Vacation

Tuesday, September 13th, 2005

I will be on vacation from this Friday (16-September) through the next week on the outer banks of North Carolina; I’ll return on Monday, 26-September. I do not intend to check e-mail at all during my vacation… If you need reviews for patches targeted at the 1.8 branch, please request them ASAP.

Usury

Monday, August 29th, 2005

Friday, I received in the mail a check for $5,000 from a bank I had never heard of before. My wife went through the mail, and when she read the fine print on this check, she discovered that it was actually a five-year loan, at 27.199% interest. In case you don’t have a financial calculator, the total cost of the loan would be $9,176.

Leaving aside the deceptive practice of disguising a contract in the form of an unsolicited check, this loan offer is a truly despicable form of usury. For some reason I don’t understand, it is no longer fashionable to call anything usury. But usury is not only immoral, it is still a crime in most states. Unfortunately, the U.S. congress gutted state laws against usury in 1980 by exempting federal banks from state usury laws. The did this under the guise of protecting banks against inflation, but it was actually a neoconservative triumph of laissez-faire economics over decency and justice.
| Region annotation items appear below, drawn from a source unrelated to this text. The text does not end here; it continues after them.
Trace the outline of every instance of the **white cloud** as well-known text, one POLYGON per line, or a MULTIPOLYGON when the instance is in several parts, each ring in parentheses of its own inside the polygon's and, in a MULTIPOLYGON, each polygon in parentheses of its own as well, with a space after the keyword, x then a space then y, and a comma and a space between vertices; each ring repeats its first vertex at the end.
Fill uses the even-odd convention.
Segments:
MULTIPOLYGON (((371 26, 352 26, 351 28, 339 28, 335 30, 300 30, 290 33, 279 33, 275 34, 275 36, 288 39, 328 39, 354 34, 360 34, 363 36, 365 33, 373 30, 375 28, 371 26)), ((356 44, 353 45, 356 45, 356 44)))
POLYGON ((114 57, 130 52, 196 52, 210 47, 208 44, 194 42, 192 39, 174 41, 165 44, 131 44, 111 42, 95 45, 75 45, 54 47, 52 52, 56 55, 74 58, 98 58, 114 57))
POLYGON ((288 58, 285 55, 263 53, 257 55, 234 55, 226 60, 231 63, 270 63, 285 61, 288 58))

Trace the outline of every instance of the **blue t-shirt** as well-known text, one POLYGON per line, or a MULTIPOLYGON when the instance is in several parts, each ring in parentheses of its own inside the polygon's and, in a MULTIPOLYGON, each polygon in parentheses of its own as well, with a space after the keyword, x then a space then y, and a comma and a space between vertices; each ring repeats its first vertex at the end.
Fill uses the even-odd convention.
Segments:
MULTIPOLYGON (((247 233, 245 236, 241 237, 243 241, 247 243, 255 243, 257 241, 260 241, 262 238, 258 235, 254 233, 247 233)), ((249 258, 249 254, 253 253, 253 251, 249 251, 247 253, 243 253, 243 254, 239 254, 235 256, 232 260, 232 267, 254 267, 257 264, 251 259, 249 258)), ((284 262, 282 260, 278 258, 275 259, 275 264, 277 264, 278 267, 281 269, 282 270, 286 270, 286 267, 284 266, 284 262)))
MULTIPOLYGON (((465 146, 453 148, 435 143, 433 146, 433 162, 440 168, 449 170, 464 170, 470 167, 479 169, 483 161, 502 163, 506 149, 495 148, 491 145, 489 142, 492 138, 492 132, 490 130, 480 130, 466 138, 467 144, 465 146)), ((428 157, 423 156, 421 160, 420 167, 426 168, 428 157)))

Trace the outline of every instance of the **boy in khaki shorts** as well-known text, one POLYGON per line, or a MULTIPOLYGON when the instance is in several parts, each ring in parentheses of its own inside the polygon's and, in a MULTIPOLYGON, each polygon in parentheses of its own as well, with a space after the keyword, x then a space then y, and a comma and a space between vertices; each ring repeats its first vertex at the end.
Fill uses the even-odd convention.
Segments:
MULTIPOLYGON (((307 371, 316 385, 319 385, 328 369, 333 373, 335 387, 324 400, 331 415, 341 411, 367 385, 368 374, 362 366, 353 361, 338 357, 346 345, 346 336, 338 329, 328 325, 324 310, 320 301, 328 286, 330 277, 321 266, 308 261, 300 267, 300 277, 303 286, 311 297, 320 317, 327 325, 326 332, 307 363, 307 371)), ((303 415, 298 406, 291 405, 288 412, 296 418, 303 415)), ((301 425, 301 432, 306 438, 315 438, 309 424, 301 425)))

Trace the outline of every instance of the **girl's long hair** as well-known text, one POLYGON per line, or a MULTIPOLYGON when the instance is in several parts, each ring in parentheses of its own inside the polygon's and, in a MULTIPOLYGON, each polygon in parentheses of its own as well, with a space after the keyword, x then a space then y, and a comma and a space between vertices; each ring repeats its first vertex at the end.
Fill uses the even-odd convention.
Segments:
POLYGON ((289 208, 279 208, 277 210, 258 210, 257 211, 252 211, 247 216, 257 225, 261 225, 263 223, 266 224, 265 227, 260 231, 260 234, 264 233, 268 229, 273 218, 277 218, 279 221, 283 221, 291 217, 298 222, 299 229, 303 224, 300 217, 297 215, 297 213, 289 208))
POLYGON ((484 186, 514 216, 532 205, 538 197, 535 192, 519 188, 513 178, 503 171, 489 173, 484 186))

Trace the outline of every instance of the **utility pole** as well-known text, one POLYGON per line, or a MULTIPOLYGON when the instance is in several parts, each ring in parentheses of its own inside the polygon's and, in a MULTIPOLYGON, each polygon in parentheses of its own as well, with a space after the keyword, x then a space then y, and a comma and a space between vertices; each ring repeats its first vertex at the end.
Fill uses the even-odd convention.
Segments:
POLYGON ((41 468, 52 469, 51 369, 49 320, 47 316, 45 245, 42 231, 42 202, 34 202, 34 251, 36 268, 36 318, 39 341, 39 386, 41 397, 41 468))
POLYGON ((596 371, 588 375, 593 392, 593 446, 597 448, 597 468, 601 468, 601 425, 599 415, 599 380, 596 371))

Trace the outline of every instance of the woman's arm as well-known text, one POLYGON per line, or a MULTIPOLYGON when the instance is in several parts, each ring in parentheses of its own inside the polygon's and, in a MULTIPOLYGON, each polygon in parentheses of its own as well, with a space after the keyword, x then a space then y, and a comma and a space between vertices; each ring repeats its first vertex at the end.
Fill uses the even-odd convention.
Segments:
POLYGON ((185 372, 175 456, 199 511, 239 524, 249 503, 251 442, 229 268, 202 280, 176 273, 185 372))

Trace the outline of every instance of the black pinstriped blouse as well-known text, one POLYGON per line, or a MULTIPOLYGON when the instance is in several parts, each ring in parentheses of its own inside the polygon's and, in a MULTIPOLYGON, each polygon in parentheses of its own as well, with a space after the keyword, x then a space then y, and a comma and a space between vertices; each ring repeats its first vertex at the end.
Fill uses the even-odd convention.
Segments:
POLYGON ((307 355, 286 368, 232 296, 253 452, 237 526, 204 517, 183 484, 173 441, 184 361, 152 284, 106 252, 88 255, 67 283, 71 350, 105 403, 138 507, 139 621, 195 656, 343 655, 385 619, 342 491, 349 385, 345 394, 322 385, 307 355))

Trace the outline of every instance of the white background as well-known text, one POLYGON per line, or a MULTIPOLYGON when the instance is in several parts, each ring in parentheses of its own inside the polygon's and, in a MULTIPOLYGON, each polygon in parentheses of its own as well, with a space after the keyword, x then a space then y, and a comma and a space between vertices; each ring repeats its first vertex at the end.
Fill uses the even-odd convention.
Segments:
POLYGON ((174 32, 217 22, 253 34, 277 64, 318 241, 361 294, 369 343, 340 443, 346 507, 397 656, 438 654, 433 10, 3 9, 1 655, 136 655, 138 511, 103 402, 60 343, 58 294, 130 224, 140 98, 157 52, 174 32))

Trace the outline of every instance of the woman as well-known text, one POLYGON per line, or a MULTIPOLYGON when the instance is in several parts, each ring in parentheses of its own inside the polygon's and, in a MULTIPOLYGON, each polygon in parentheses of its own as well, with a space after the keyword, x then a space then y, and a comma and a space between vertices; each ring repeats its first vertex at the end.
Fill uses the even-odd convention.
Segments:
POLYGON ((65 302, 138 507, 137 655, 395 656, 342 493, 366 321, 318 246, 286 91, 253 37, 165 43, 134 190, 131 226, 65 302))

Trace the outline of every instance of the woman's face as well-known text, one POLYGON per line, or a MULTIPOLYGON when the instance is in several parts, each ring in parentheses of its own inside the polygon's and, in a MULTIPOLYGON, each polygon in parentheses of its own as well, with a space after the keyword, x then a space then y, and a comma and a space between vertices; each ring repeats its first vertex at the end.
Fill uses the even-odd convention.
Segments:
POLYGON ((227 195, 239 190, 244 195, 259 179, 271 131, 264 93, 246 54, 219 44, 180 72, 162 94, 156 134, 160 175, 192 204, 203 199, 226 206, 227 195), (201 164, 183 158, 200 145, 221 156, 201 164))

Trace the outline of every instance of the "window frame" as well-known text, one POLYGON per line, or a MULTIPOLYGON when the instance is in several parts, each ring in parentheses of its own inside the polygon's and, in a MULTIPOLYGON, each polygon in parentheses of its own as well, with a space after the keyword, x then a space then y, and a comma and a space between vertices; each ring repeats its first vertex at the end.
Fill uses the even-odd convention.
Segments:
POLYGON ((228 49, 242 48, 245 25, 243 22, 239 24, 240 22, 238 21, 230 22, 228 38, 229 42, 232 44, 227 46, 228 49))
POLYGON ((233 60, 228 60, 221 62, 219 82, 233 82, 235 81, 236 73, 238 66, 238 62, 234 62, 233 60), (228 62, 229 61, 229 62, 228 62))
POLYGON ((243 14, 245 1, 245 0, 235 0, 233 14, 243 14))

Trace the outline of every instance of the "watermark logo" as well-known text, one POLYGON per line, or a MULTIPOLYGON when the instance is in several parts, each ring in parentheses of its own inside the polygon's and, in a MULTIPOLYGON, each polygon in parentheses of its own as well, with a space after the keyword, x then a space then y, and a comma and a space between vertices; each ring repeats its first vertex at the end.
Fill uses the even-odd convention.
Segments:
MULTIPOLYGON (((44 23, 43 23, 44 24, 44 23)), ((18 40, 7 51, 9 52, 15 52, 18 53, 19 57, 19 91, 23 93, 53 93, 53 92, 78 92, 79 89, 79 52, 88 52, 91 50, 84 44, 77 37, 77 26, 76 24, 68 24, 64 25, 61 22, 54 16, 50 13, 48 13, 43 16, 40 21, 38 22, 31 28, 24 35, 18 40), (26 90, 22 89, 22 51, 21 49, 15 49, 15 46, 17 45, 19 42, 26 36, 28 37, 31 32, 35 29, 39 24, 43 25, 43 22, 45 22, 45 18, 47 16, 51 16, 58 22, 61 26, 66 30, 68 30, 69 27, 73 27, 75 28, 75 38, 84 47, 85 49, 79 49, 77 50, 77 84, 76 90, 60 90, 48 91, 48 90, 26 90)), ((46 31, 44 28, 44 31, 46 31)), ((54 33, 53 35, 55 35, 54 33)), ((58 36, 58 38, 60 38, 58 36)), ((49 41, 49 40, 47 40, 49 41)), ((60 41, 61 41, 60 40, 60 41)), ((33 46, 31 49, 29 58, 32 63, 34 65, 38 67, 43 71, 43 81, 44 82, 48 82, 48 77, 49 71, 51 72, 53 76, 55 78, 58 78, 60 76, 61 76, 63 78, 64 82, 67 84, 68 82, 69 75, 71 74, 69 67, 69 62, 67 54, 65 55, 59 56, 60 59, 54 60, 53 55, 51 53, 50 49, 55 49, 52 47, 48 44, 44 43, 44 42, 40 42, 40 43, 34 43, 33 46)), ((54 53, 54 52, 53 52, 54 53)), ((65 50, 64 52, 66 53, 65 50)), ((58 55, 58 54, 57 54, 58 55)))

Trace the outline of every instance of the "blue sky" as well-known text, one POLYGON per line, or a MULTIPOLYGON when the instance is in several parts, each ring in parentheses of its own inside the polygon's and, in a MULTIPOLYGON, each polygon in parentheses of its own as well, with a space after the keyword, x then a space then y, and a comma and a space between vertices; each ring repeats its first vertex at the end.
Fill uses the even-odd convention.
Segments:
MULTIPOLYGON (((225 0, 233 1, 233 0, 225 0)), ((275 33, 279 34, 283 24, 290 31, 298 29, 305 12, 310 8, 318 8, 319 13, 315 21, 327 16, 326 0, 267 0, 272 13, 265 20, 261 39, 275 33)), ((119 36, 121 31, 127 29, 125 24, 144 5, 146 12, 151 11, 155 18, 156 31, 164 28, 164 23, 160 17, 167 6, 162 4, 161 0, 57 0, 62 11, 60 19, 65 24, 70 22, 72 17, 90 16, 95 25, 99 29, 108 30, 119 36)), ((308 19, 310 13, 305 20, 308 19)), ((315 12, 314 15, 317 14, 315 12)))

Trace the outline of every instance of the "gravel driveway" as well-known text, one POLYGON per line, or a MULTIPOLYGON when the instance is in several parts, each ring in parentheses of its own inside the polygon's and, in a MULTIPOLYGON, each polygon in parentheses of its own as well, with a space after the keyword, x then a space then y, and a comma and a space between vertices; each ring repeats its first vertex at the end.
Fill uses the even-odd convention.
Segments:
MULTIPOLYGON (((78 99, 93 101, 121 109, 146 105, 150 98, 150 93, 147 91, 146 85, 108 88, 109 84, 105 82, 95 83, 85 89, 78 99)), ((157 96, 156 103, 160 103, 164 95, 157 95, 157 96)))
It is amazing that Beneficial has posted a document on responsible lending practices which seems to be so much at odds with their actual practices. Just because this bank is probably not doing anything illegal does not mean that we should tolerate deceptive and usurious practices that prey on the poor, mentally retarded, and elderly. I encourage you to write to the bank and tell them what you think:

HSBC – North America
Corporate Headquarters
2700 Sanders Road
Prospect Heights, IL 60070

I also encourage you to write to your congressman and ask them to add them to toughen U.S. usury law so that state laws apply, or at least a reasonable interest limit is applied.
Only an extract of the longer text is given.